PulteGroup stock price rises after builder’s results ‘better than feared’
David Paul Morris/Bloomberg
PulteGroup Inc. reported plunging demand for its homes and a spike in canceled deals for the third quarter. The shares rose, showing just how the bar has been “lowered” for builders navigating the U.S. housing slump.
Contracts were canceled in 24% of deals in the period, up from 15% in the second quarter, the Atlanta-based builder said in a statement Tuesday.

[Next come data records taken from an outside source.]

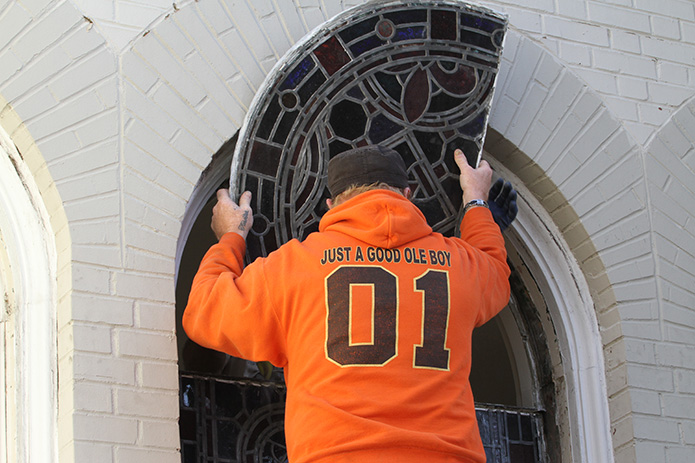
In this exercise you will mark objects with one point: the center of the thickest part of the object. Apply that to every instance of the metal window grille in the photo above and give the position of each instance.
(242, 421)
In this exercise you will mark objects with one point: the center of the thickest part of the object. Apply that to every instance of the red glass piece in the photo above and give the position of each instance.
(332, 55)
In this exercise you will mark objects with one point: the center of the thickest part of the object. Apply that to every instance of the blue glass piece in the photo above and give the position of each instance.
(382, 128)
(476, 22)
(409, 33)
(365, 45)
(265, 128)
(309, 87)
(298, 73)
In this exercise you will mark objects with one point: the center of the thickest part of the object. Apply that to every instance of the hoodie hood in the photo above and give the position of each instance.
(379, 218)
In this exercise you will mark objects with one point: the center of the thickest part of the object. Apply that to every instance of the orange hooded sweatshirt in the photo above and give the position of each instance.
(371, 318)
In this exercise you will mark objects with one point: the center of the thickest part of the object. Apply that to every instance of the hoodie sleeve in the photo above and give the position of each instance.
(479, 230)
(230, 311)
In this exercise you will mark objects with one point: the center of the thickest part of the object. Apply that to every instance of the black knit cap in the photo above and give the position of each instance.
(364, 166)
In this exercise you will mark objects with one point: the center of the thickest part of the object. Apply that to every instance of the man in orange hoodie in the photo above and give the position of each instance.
(371, 317)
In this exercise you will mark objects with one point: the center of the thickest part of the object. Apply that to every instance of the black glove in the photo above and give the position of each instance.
(502, 202)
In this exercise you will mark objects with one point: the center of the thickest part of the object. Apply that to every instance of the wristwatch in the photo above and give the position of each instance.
(475, 203)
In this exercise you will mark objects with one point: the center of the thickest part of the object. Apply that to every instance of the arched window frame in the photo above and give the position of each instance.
(568, 299)
(30, 264)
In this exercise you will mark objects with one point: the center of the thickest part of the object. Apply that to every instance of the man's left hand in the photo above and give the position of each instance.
(502, 202)
(227, 216)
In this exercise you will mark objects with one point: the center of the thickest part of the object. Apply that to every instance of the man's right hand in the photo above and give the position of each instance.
(227, 216)
(475, 183)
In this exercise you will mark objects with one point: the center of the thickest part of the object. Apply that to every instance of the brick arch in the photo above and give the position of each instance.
(670, 174)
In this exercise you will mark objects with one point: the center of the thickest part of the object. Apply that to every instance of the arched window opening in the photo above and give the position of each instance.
(510, 364)
(417, 79)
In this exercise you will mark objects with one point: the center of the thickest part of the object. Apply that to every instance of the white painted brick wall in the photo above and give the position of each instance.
(126, 121)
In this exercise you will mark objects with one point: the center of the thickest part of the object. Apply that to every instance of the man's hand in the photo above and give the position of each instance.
(227, 216)
(502, 201)
(475, 183)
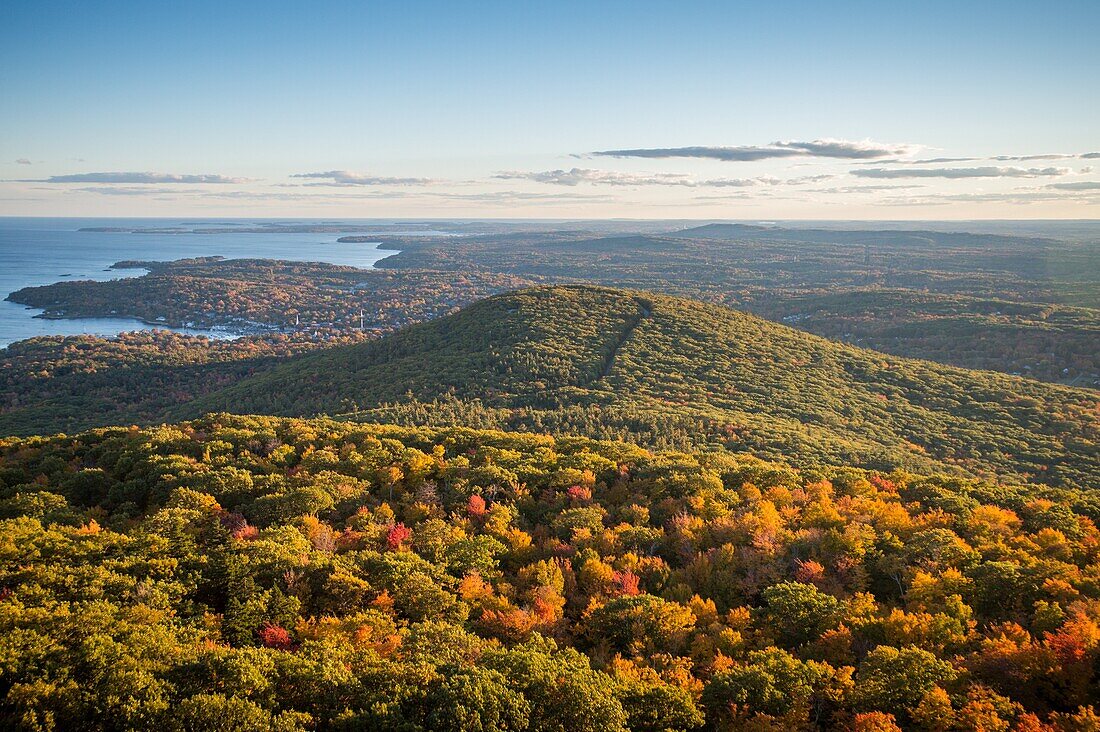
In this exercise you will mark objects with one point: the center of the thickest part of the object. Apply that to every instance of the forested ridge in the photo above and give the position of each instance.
(265, 574)
(688, 374)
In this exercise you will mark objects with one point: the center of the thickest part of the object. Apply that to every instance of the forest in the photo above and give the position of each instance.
(267, 574)
(670, 372)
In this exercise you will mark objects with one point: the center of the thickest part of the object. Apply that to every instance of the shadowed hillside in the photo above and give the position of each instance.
(677, 372)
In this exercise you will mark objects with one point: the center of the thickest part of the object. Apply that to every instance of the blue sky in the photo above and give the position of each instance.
(494, 108)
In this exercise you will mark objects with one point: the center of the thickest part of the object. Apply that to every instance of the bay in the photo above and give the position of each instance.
(40, 251)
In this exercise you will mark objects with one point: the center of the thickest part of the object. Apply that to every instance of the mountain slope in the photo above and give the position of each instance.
(622, 363)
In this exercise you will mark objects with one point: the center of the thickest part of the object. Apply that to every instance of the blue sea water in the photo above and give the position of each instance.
(39, 251)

Purchase contracts fell 28% from a year earlier to 4,924, missing the average estimate of 5,715 from analysts surveyed by Bloomberg.
The shares were up 3.9% to $39.45 at 10:20 a.m. in New York.

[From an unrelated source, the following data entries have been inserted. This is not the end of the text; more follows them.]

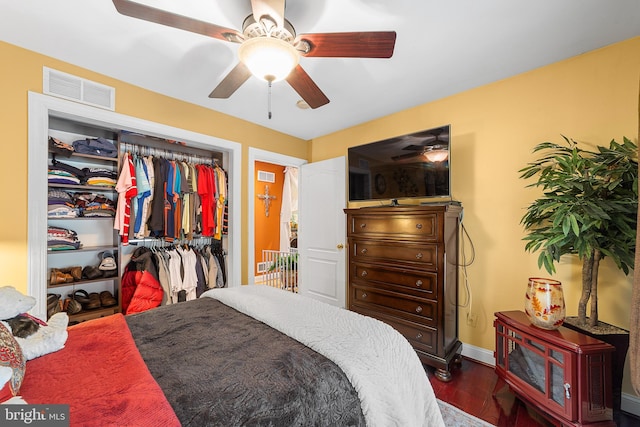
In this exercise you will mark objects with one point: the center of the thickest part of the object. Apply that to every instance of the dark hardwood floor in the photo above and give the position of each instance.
(472, 387)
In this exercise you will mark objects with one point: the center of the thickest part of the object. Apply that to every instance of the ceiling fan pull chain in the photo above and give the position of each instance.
(269, 100)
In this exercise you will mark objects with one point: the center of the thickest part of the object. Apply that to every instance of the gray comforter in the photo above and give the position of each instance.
(219, 367)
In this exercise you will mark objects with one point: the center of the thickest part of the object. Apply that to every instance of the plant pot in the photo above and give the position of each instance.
(618, 338)
(544, 303)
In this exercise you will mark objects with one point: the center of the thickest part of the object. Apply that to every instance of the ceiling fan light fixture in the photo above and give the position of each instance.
(436, 153)
(268, 58)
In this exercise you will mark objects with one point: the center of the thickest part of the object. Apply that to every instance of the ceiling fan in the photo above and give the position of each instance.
(266, 30)
(431, 145)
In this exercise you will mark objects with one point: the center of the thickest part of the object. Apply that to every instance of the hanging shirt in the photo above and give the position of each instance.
(126, 188)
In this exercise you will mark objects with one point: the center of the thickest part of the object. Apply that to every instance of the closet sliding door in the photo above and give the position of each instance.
(41, 109)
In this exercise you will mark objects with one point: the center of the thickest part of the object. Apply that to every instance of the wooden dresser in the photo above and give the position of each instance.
(403, 270)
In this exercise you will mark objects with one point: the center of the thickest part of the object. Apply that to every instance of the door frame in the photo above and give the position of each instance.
(256, 154)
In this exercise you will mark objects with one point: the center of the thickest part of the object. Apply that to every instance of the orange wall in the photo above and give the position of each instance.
(267, 228)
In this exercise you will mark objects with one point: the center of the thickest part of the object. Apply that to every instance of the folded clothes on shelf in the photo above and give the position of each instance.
(59, 239)
(96, 146)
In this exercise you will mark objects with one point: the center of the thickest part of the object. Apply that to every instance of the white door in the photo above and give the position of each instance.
(321, 231)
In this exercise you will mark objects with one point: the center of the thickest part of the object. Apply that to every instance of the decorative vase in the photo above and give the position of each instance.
(544, 303)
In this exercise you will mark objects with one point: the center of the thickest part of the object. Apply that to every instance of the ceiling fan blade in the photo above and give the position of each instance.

“It’s likely that the 28% decline in orders was better than feared, given the massive order declines we saw” recently from competitors, such as KB Home and Toll Brothers Inc., Bloomberg Intelligence analyst Drew Reading said. “Still, better than feared does not mean good, and we expect current challenging market conditions to persist for the foreseeable future.”
PulteGroup’s results reflect a slide in housing demand as mortgage rates rise to the highest levels since 2002, creating an affordability crunch that’s the worst in decades. The slowdown is more severe in western states, especially California, where buyers were already struggling to afford prices before borrowing costs surged.
In the West, PulteGroup’s net new orders slumped nearly 62% in the third quarter from a year earlier, while orders in the Midwest were down almost 40%.
“Demand clearly slowed in the period as dramatically higher interest rates created financial and psychological hurdles for potential homebuyers,” Ryan Marshall, PulteGroup’s president and chief executive officer, said in the statement.
The affordability challenges, in light of 30-year mortgage rates approaching 7%, “are well understood at this point, which has likely lowered the bar for builders in the 3Q earnings season,” Reading said.
While the slump in orders fell below estimates, it was manageable, Barclays Plc analysts said. The company also reported “healthy” gross margin results.
Still, “the forward-looking tone in the release was much more cautious,” the analysts wrote.
Homebuilders including PulteGroup are trying to pivot as the market goes from red-hot to rapidly cooling. On a conference call with analysts, the company said it’s increasing buyer incentives and shifting from mortgage rate buy-downs to price cuts.
PulteGroup also said it was adjusting starts to better match the slowing pace of sales. The company also walked away from some land deals that didn’t meet certain metrics as the market changed, writing off $24 million of deposits and expenses tied to the transactions.